[asterisk-users] Help Please - Asterisk MYSQL interface seems to be eating data
Steve Totaro
stotaro at totarotechnologies.com
Tue May 6 19:32:24 CDT 2008
On Tue, May 6, 2008 at 11:42 AM, Anthony Francis <anthonyf at rockynet.com> wrote:
>
>
>
> Tilghman Lesher wrote:
> > On Tuesday 06 May 2008 02:16:47 Johansson Olle E wrote:
> >
> >> 5 maj 2008 kl. 19.58 skrev Tilghman Lesher:
> >>
> >>> On Monday 05 May 2008 11:24, Johansson Olle E wrote:
> >>>
> >>>> 5 maj 2008 kl. 17.51 skrev Tilghman Lesher:
> >>>>
> >>>>> On Monday 05 May 2008 09:45, Johansson Olle E wrote:
> >>>>>
> >>>>>> Another issue that we need to fix with the MYSQL driver is that
> >>>>>> we're
> >>>>>> lacking a connection pool. Everything seems to be handled over one
> >>>>>> connection to Mysql, which causes issues.
> >>>>>>
> >>>>> That's not true. The MYSQL app generally uses multiple connections,
> >>>>> one
> >>>>> for each channel. The only way one might use only a single
> >>>>> connection is
> >>>>> by using a global variable to store a single connection id, but that
> >>>>> method
> >>>>> is not documented anywhere, AFAIK.
> >>>>>
> >>>> You talk about the Mysql APP, but is this the case with the Realtime
> >>>> driver as well?
> >>>>
> >>> No, the native Realtime driver uses a single connection. The ODBC
> >>> Realtime
> >>> driver generally uses a single connection but can be configured to
> >>> use a
> >>> separate connection for each query.
> >>>
> >> So, we're back to where we started. A developer that can help us with
> >> a connection
> >> pool or a separate connection for each query would be a Nice Thing (TM).
> >>
> >
> > What issues are you specifically seeing that merit using multiple
> > connections?
> >
> >
> I can specify an issue that would merit multiple connections, if the
> link to your db goes away Asterisk likes to freeze writing CDRs.

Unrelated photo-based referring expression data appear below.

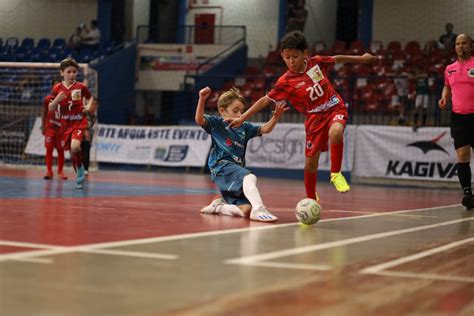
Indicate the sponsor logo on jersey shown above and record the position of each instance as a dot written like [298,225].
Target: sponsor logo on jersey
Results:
[332,102]
[450,72]
[76,95]
[299,85]
[429,145]
[76,117]
[315,74]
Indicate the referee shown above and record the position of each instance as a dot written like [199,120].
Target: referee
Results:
[459,85]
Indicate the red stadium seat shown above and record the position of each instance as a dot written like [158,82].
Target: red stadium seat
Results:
[394,46]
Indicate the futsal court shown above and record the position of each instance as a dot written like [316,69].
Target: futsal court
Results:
[134,243]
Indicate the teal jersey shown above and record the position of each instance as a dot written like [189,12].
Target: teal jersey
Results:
[228,144]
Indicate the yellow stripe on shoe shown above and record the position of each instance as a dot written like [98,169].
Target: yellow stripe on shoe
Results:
[338,180]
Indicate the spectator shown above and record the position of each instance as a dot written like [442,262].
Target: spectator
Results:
[422,97]
[447,40]
[91,37]
[400,79]
[75,40]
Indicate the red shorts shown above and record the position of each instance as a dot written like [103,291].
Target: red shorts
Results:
[317,139]
[52,139]
[69,136]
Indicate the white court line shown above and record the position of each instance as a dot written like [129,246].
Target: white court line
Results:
[136,254]
[36,260]
[297,266]
[338,243]
[53,250]
[390,264]
[425,276]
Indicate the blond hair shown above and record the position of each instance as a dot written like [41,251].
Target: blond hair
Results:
[228,97]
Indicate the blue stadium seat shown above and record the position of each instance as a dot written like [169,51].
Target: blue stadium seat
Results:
[85,55]
[43,44]
[11,43]
[28,43]
[59,43]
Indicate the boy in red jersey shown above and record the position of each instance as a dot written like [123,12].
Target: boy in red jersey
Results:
[308,89]
[50,127]
[70,96]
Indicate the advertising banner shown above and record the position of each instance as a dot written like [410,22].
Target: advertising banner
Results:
[399,153]
[284,148]
[163,146]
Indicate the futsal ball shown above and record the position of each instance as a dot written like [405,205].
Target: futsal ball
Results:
[308,211]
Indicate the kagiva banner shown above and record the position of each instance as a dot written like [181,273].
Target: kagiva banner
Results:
[164,146]
[284,148]
[399,153]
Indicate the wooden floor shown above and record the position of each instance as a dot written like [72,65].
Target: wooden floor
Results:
[134,243]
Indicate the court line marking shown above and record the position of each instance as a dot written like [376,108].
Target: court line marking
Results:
[248,260]
[54,250]
[426,276]
[379,269]
[47,250]
[296,266]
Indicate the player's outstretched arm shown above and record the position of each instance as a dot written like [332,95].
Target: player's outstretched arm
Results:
[280,109]
[256,107]
[444,97]
[365,59]
[199,116]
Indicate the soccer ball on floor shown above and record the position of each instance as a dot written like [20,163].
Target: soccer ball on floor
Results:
[308,211]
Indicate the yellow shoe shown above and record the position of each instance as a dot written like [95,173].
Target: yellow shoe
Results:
[340,182]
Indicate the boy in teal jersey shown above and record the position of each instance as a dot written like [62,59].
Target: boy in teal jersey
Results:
[237,184]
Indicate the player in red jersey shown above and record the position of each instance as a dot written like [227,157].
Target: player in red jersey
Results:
[306,86]
[71,96]
[50,127]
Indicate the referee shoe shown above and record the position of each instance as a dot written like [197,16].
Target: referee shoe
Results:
[468,202]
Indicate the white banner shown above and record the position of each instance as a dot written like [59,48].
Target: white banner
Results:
[284,148]
[399,153]
[163,146]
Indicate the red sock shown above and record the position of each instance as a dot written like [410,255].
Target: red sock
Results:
[49,159]
[310,179]
[337,150]
[78,158]
[60,160]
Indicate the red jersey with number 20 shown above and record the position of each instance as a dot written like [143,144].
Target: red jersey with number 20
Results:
[310,92]
[72,106]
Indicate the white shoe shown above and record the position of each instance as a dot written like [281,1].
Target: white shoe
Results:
[212,208]
[261,214]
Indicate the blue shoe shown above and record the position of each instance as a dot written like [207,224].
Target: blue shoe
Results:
[80,177]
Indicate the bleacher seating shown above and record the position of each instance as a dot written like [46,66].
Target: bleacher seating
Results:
[44,50]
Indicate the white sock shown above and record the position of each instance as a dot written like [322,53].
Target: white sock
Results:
[230,210]
[251,191]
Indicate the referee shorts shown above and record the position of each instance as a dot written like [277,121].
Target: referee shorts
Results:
[462,129]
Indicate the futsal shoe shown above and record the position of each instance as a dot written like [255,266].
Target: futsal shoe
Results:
[261,214]
[212,208]
[338,180]
[80,177]
[468,202]
[317,198]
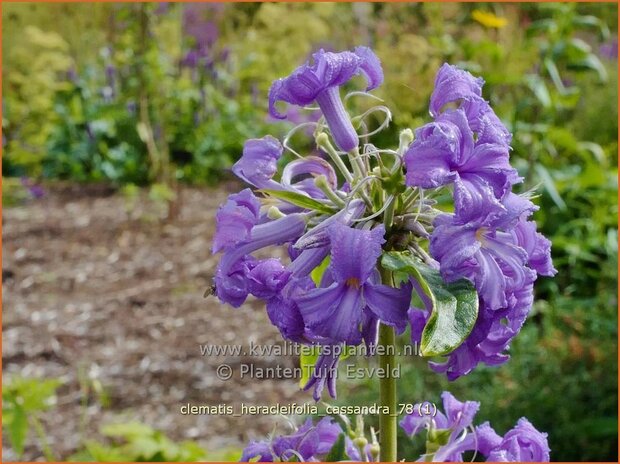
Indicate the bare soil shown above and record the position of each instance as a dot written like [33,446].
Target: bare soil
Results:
[101,288]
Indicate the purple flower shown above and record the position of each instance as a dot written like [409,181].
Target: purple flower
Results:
[259,162]
[320,82]
[444,152]
[537,246]
[232,281]
[257,449]
[521,444]
[478,251]
[235,219]
[325,372]
[456,86]
[266,278]
[284,313]
[335,312]
[308,443]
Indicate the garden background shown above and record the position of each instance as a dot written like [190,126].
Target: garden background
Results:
[120,123]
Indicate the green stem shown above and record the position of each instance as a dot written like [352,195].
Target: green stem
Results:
[40,431]
[387,385]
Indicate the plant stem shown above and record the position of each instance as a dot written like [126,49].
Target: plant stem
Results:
[387,385]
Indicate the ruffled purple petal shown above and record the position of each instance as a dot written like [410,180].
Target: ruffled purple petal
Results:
[235,219]
[257,449]
[309,166]
[460,415]
[231,284]
[324,373]
[337,119]
[537,246]
[258,164]
[522,444]
[318,236]
[453,84]
[307,81]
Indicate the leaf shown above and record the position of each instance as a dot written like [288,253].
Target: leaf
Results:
[300,200]
[436,438]
[307,360]
[549,185]
[317,272]
[337,453]
[454,305]
[18,429]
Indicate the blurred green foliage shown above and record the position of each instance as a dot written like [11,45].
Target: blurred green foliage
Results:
[23,400]
[160,93]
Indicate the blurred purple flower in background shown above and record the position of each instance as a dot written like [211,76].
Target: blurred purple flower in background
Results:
[33,188]
[609,49]
[320,82]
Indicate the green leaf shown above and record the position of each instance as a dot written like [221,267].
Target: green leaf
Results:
[337,453]
[300,200]
[454,305]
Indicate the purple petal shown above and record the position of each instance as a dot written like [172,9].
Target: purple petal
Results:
[389,304]
[267,277]
[522,444]
[307,81]
[258,164]
[334,312]
[537,246]
[337,119]
[453,84]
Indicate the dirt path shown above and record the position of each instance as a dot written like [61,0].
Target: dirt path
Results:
[88,288]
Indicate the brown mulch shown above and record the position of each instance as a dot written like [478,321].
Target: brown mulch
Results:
[97,288]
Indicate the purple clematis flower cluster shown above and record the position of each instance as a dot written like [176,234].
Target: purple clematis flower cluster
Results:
[337,210]
[451,434]
[488,239]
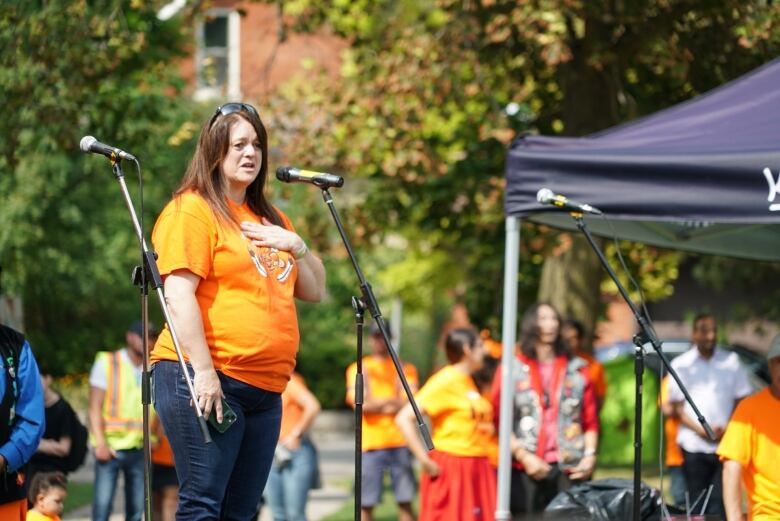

> I have a few remote * servers that this happens to. My solution so far
> has been to record CDR's to a local DB and then have a
> perl script that attempts to move them over to my transaction DB. I
> would suggest this solution to anyone who depends on their CDR records.
>
> --
> Thank you and have any kind of day you want,
>
> Anthony Francis
> Rockynet VOIP
>
I would not run MySQL on the local box. I would simple use Asterisk's
csv CDRs and then use some script to import the CSVs into a database
residing on another server using some sort of script. Depending on
your needs, you could probably run that during low call volume. I
also think that you adapt the free queue_log to database script by
Queuemetrics to do what you want on the fly.